Generating Measure Values Within a Given Range

Using the Random functions listed above, we can easily force our measures to be within a certain range; we need only to use them appropriately in the formula tool as such:

RandomInt( [MaxValue] - [MinValue]) + [MinValue]

And if you want it to be a decimal, why not throw on +Rand() to the above formula too.

Generating Dates Within a Given Range

The generate rows tool is great for mocking up data - take note of the grey input anchor, this means that an input with incoming data is not required. We can use incoming data in the logic to generate additional rows, or we can start with nothing and generate rows as we desire. In this example we choose a start date in the intialisation expression (ie start with this value)

I like to think of the generate rows tool in 3 steps (in a slightly different order to how the tool is presented but, each to their own…)

Initialisation Expression - Start with this value (or expression to create the first value/row)
Loop Expression - Perform this function on the initial value/row to create a new row (and continue...)
Condition Expression - Do the same again until such time that this expression is false, then stop generating new rows

The above example will then start with the date '2010-01-10' as the first row, then add a new row with the date one month later, until the final row equals the month of today's date (truncated to the first of the month).

Bringing it all together

Hopefully you've nailed the basics from above now and can whip up basic datasets to your heart's content. However, we could get a bit meta here and combine the techniques above for a more realistic set of data. By this I mean instead of creating uniform complete sets of dimensions by using cartesian joins, we could randomise the generation of the dimension sets.

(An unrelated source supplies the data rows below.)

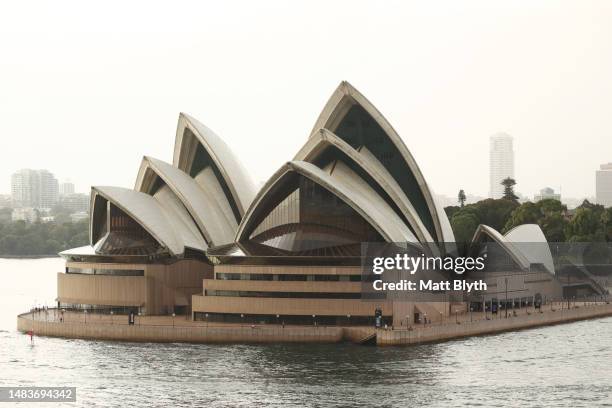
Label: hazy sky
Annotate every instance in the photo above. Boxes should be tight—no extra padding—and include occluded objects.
[0,0,612,201]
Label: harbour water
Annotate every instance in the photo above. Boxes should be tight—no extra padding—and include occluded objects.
[0,258,612,408]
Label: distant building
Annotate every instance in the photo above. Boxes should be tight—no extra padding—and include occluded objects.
[489,133,514,198]
[11,169,59,208]
[60,181,74,196]
[70,211,89,222]
[533,187,561,202]
[595,163,612,207]
[0,194,13,208]
[59,193,89,213]
[11,207,40,222]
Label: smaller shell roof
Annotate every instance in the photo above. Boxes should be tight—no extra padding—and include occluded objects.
[172,113,256,216]
[236,161,418,243]
[135,156,238,246]
[472,224,555,275]
[91,186,185,255]
[504,224,555,274]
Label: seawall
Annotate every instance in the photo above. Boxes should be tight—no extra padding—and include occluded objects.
[376,304,612,346]
[17,304,612,346]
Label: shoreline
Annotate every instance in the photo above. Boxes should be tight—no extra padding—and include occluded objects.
[17,303,612,346]
[0,254,60,259]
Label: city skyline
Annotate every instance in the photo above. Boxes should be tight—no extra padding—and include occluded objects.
[0,1,612,197]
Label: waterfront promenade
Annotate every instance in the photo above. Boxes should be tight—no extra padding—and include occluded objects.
[17,302,612,346]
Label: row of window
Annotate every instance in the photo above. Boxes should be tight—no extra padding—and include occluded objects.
[66,268,144,276]
[194,312,392,326]
[216,273,361,282]
[204,289,361,299]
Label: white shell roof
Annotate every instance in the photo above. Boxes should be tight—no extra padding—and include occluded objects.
[294,129,434,243]
[472,224,555,274]
[310,81,455,245]
[135,157,238,246]
[236,161,417,243]
[172,113,256,220]
[91,186,185,255]
[504,224,555,274]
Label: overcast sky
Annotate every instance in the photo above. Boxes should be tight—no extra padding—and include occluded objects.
[0,0,612,201]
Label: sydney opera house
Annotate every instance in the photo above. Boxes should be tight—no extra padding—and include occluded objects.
[57,82,554,325]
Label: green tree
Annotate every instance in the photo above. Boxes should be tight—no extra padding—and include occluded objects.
[565,207,604,242]
[451,212,480,244]
[501,177,518,201]
[457,190,467,208]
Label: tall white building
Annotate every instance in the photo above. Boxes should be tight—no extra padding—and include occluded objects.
[60,181,74,196]
[595,163,612,207]
[489,133,514,198]
[11,169,59,208]
[533,187,561,202]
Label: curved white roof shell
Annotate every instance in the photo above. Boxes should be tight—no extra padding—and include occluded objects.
[504,224,555,274]
[472,224,555,275]
[294,129,434,247]
[90,186,189,255]
[472,224,529,269]
[311,81,455,250]
[134,157,238,246]
[236,161,418,243]
[172,113,256,222]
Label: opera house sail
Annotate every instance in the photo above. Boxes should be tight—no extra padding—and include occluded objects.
[57,82,554,325]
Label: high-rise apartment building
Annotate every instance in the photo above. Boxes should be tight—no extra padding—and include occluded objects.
[489,133,514,198]
[11,169,59,208]
[60,181,74,196]
[595,163,612,207]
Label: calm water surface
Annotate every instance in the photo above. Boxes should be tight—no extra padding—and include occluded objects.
[0,259,612,408]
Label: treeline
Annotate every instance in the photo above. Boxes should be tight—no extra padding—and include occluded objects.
[0,211,89,256]
[445,198,612,243]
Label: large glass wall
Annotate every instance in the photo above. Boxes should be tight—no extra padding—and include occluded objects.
[251,176,383,256]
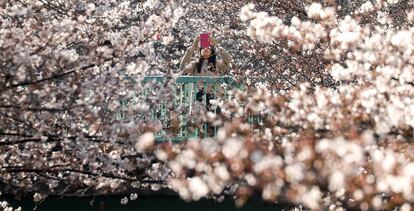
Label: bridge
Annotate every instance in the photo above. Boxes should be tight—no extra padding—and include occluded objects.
[117,76,253,142]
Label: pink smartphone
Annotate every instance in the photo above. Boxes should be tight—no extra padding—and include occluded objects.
[200,33,210,48]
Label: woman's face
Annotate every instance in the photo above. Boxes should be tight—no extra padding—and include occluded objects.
[201,48,211,59]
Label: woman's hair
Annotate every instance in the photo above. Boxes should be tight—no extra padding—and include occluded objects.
[196,48,217,73]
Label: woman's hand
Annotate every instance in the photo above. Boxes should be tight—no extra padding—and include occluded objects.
[210,37,217,46]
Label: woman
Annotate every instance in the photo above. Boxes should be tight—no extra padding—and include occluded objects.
[180,36,230,76]
[180,36,230,136]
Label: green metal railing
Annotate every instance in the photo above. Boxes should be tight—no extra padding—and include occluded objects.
[117,76,241,141]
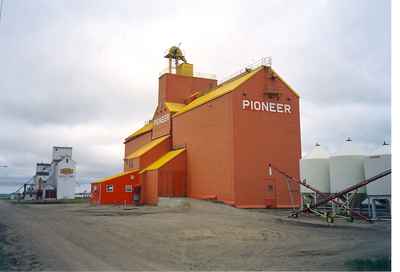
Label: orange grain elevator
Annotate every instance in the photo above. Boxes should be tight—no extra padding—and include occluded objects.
[93,47,301,208]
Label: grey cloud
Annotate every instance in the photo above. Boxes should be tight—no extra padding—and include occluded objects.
[0,0,391,191]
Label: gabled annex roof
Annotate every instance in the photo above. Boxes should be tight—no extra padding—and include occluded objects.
[175,66,264,116]
[140,148,186,174]
[165,102,186,112]
[175,65,300,116]
[125,135,169,160]
[91,169,139,184]
[125,122,154,142]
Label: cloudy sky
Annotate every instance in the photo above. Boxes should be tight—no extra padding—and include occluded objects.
[0,0,391,192]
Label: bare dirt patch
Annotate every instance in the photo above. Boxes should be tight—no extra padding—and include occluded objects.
[0,200,391,270]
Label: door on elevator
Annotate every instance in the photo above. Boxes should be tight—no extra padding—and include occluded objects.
[264,178,276,208]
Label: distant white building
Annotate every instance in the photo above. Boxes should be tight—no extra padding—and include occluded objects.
[29,146,77,199]
[47,146,76,199]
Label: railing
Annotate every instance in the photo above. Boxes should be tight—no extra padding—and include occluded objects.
[159,67,217,79]
[219,57,272,84]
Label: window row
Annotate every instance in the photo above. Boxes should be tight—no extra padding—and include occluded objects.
[106,184,133,193]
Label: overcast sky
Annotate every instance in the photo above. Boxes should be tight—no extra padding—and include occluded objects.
[0,0,391,192]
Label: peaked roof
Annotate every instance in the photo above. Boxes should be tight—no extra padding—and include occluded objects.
[140,148,186,174]
[174,66,264,116]
[174,65,300,116]
[165,102,185,112]
[125,135,169,159]
[125,122,154,142]
[91,169,139,184]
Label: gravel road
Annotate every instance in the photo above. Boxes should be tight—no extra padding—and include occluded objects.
[0,200,391,270]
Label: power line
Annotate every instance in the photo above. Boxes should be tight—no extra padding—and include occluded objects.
[0,0,4,23]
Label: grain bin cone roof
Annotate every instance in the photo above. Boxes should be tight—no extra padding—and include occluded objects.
[333,138,365,157]
[372,143,392,156]
[304,143,329,160]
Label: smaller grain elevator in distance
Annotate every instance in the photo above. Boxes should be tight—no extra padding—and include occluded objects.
[329,138,366,193]
[300,143,330,195]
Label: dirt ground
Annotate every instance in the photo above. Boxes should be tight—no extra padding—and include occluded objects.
[0,200,391,270]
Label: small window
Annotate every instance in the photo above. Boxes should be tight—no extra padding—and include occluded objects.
[125,185,132,193]
[106,185,114,193]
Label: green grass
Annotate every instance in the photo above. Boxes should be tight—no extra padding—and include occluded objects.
[344,257,392,271]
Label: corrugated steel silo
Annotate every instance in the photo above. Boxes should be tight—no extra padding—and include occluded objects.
[300,143,330,193]
[364,143,392,196]
[329,138,366,193]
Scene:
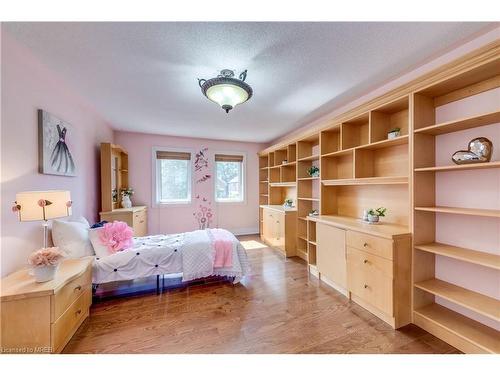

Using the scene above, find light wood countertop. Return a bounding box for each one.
[307,215,410,239]
[260,204,297,212]
[0,257,93,302]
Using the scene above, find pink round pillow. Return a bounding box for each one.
[99,221,134,254]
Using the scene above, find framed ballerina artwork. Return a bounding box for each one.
[38,109,76,176]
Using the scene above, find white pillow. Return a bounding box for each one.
[52,220,94,258]
[71,216,90,228]
[89,227,111,258]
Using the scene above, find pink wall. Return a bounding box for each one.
[114,131,264,234]
[436,89,500,330]
[1,31,113,275]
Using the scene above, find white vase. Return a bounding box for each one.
[33,264,59,283]
[387,131,401,139]
[122,195,132,208]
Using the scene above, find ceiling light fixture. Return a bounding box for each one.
[198,69,253,113]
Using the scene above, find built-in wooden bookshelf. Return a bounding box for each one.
[412,59,500,353]
[297,134,321,264]
[259,43,500,353]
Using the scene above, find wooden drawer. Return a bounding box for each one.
[51,288,92,352]
[51,266,92,322]
[346,230,393,259]
[347,246,394,278]
[347,257,393,316]
[133,210,148,237]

Randomising Record Count per Member of a Dimension

Take for example, customers and transactions. Let's say we want a dataset of one row per transaction per customer. In genuine data, not all customers will have had the same amount of transactions. So to generate data that is helpfully realistic, we can use the random function to generate rows that represent transactions.

First, we generate a list of Customer IDs up to a defined maximum, then, for each we generate a random integer, which is the number of transactions, thus new rows we require. We then use a second generate rows tool to generate these additional rows.

Randomising Dates

Again, a combination of these tools can help use randomise date data too.

First, generate the desired date range using the steps outlined above, then give each a record ID, and find the maximum. Append this maximum value to the data that needs random dates applied to it, and then use a formula tool to generate a random integer within the range of the number of dates available.

Finally, join based on this randomly assigned integer, such that all data points receive a random date.

Combining all these concepts can give you a helpful fake dataset pretty quickly, be it for proving a concept or building a dashboard before your final data is ready, I hope you find this useful for your own use case.